Dashmirror

2009 December 17
by Mel

Originally posted on my personal blog, but I’ll try to write posts like this on Hack Ability in the future.

My name is Mel, I’m an electrical engineer with a built-in high pass filter (severe bilateral high-frequency sensorineural hearing loss since age 2), and this is my first Hack Ability post.

I also just got a car, and like most young people with cars, I like using my car to go out with friends.

Problem: The vibration of a car’s engine and the car rolling over the road happens to be right around the few frequencies of speech I can hear, which in the past has led to chronic episodes of – ah – educational detours, as friends yelled “GO RIGHT! RIGHT!” and I went “go straight? OK!” and missed our turn. Repeatedly. I’d usually lipread, but turning to lipread passengers is not a particularly great option when you’re going 60mph down a highway. In the dark. In the rain. In Boston.

Solution: Dashmirror!

A photo of the dashmirror, with part labels; it's made from a car visor mirror glued to a GPS suction-cup mount.

A photo of the dashmirror, with part labels; it's made from a car visor mirror glued to a GPS suction-cup mount.

It’s a simple design.

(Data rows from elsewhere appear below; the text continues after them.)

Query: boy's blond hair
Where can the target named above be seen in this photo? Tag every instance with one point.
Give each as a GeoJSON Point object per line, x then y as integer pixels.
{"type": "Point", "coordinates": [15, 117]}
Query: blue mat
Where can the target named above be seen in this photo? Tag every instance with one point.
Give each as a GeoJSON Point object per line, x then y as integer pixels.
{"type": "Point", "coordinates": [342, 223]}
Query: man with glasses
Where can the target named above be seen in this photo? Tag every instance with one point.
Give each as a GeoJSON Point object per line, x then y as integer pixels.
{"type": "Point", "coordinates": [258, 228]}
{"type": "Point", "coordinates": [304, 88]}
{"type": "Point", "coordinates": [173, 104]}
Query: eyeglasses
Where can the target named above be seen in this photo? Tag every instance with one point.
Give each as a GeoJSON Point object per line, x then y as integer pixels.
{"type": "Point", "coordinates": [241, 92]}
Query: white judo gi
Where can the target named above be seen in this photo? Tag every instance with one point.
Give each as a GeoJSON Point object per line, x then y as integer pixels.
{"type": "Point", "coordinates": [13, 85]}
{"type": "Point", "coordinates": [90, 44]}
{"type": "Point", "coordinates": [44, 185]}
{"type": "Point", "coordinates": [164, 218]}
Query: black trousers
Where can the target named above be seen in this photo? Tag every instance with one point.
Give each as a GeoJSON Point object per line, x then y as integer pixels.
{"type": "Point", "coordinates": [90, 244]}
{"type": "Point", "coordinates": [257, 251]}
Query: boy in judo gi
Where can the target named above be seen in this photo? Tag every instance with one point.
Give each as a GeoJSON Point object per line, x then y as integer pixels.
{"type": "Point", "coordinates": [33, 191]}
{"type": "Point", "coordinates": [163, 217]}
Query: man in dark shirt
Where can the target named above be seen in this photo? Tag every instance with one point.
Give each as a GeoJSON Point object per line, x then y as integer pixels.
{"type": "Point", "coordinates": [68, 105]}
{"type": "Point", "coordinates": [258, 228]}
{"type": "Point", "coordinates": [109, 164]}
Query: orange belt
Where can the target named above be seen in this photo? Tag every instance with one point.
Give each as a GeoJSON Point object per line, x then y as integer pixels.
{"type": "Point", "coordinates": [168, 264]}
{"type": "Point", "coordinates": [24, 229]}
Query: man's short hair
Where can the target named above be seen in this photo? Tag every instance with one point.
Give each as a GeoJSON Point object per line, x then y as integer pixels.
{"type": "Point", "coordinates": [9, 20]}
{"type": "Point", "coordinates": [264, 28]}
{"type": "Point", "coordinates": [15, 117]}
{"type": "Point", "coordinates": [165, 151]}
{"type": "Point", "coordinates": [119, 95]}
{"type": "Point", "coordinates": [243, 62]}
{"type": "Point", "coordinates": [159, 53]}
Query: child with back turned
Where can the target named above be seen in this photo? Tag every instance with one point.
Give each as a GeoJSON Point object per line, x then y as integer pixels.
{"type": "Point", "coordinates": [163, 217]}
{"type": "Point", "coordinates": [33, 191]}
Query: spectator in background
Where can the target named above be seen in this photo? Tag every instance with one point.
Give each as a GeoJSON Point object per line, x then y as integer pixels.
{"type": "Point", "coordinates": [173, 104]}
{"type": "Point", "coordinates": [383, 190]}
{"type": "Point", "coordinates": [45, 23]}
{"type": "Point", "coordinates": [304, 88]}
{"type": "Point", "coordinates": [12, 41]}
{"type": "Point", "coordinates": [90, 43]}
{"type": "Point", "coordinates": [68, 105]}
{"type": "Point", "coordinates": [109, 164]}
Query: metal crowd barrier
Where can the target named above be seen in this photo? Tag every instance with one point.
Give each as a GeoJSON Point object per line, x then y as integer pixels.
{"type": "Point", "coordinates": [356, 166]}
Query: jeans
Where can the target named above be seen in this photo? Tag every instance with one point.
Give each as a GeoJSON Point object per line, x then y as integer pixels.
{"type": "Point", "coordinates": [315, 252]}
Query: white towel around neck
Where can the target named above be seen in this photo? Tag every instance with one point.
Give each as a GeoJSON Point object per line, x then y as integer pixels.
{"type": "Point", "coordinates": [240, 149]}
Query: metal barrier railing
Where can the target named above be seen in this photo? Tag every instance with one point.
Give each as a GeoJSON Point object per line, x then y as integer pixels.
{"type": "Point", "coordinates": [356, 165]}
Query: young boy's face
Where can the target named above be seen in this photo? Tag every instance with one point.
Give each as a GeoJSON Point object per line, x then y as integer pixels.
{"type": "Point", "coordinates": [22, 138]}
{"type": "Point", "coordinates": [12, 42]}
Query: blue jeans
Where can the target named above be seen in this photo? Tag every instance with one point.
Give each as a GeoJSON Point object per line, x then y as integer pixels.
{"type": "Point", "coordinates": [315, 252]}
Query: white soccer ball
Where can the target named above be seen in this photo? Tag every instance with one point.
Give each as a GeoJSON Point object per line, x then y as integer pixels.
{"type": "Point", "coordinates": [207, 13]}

My friend Mark and I made it during lunch one day when we were both visiting Chicago. The parts cost $36.62, but I’m pretty sure you could do it for cheaper.

  • $4.39 for the mirror; we found one you’re supposed to clip to your car visor and just removed the clips. The important thing was finding a cheap light mirror of the right size.
  • $3.99 for the smallest, cheapest tube of 5-minute epoxy we could find.
  • $24.99 for the cheapest generic universal GPS mount in the store. It was still overpriced.
  • And then 9.75% Illinois State Tax to make up the remainder.

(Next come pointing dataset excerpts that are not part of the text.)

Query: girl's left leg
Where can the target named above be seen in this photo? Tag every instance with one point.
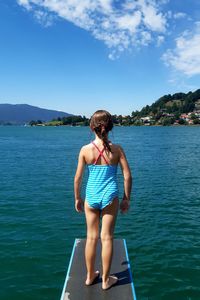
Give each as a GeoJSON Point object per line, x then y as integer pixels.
{"type": "Point", "coordinates": [92, 220]}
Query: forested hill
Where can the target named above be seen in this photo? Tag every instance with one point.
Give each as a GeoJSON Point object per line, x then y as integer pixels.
{"type": "Point", "coordinates": [177, 103]}
{"type": "Point", "coordinates": [24, 113]}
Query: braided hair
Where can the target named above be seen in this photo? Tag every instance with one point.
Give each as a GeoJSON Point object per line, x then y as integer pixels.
{"type": "Point", "coordinates": [101, 122]}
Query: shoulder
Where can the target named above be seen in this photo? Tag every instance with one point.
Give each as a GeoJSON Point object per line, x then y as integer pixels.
{"type": "Point", "coordinates": [85, 148]}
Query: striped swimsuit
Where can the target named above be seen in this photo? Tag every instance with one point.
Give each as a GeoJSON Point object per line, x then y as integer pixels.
{"type": "Point", "coordinates": [102, 186]}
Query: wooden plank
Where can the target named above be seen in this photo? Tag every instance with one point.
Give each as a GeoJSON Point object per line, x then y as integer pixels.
{"type": "Point", "coordinates": [74, 286]}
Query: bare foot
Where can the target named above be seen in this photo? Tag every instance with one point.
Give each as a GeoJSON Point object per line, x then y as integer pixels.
{"type": "Point", "coordinates": [92, 279]}
{"type": "Point", "coordinates": [112, 280]}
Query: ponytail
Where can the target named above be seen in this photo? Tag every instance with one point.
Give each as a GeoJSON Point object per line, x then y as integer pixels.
{"type": "Point", "coordinates": [101, 123]}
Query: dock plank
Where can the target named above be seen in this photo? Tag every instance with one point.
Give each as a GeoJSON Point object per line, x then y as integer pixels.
{"type": "Point", "coordinates": [74, 286]}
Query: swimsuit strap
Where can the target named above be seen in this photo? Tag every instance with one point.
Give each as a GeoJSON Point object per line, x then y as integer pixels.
{"type": "Point", "coordinates": [100, 154]}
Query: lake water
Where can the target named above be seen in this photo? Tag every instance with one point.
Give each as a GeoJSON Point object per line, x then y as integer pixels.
{"type": "Point", "coordinates": [39, 224]}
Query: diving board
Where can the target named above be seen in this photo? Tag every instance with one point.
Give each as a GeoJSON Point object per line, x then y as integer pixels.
{"type": "Point", "coordinates": [74, 286]}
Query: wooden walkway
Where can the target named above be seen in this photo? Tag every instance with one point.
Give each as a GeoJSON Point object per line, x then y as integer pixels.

Assembly instructions: clear off back surface of mirror, choose broadest and flattest attachment for GPS mount, epoxy mirror to that attachment. Like I said, it’s a simple design. The tough part for us was finding the parts. We tried different types of GPS mounts and found a suction cup dampened vibration far better than a clip, so that’s the type I’d recommend; I haven’t yet tried the weighted kind you plonk onto your dashboard.

Dashmirror photo from the back, with the different part outlined in different colors to show how it was assembled. It's very simple.

Dashmirror photo from the back, with the different part outlined in different colors to show how it was assembled. It's very simple.

This is actually the third dashmirror I’ve made, but the first I’ve been satisfied with. I cobbled together the first one when I was 17 in order to adorn the extra family car I drove to college (Melmobile v.1.0), and it was awful; there simply weren’t off-the-shelf parts available for mounting visual displays to the dashboard or windshield of your car. Now, thanks to the proliferation of GPS units, they’re everywhere.

Here’s a photo of the dashmirror in action, with my cousin (also named Mark) as the driver/model. Note that it works equally well from the passenger side – no more aching necks from constantly turning towards your driver! You do have to turn on the interior light when it’s nighttime, but you’d have to do that to lipread your driver or passenger anyway.

A photo of the dashmirror being used inside a car.

A photo of the dashmirror being used inside a car.

I use this every day, and love it. I’d like to come up with a more portable design so I can take it on the road with me (when I share rental cars with coworkers and such) – any ideas?